Não verás… é narrado em primeira pessoa por Souza, um ex-professor de História que sobrevive na São Paulo do século XXI (ano provável da ambientação, 2015), tempo em que tudo é rigorosamente regrado e todas as mercadorias são racionadas, especialmente a água, a maior parte da qual é obtiva a partir de urina reciclada. Todos os rios do Brasil secaram, não existe mais agricultura e a comida “factícia” arruína o organismo humano, assim como a contaminação por elementos radiativos.
Esse panorama sombrio, que prolonga a opressão ditatorial para um período situado depois dos “Abertos Oitenta”, quando o apocalipse ecológico, mais do que o desenvolvimento da tecnologia, levou ao poder classes que têm nomes claramente inspirados no panorama político-social do Brasil sob o regime militar: “civiltares”, Novo Exército, “militecnos”. O cenário vai sendo composto à medida que Souza conta sua desventura particular, desencadeada a partir do surgimento de um furo na mão, em seguida ao qual ocorrem a fuga da mulher do protagonista, nunca explicada, e a ocupação de seu apartamento por especuladores de gêneros alimentícios comandados por um capitão corrupto. Não por acaso o título do livro parodia famosos versos de Olavo Bilac.
A narração é feita com recurso a digressões do protagonista, entremeadas de diálogos rápidos que lembram teatro de má qualidade (sem quaisquer pausas, hesitações ou mudanças de direção). Antes de perceber esse defeito da prosa do escritor, a gente até poderia imaginar que está diante de um Ray Bradbury ou de um George Orwell brasileiro; mas precisaremos nos contentar com os grandes acertos da profecia desoladora, pois os tropeços estilísticos (e até simploriamente gramaticais) da escrita rebaixam a classificação do romance para o leitor mais exigente.

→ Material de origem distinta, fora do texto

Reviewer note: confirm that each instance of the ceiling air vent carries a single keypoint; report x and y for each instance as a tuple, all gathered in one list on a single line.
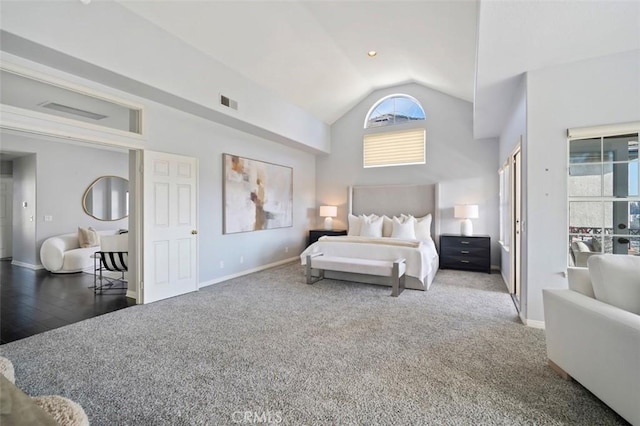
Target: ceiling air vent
[(75, 111), (228, 102)]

Não verás país nenhum, se elaborado com maior capricho, poderia ser uma obra-prima da ficção brasileira. Da forma como saiu, salva-se pela antevisão de vários aspectos da tragédia brasileira do (então) futuro. Deve a essa antevisão o seu sucesso, não à perícia técnica do ficcionista. Uma pena, mas o apuro formal é mesmo raro na literatura brasileira posterior ao Modernismo.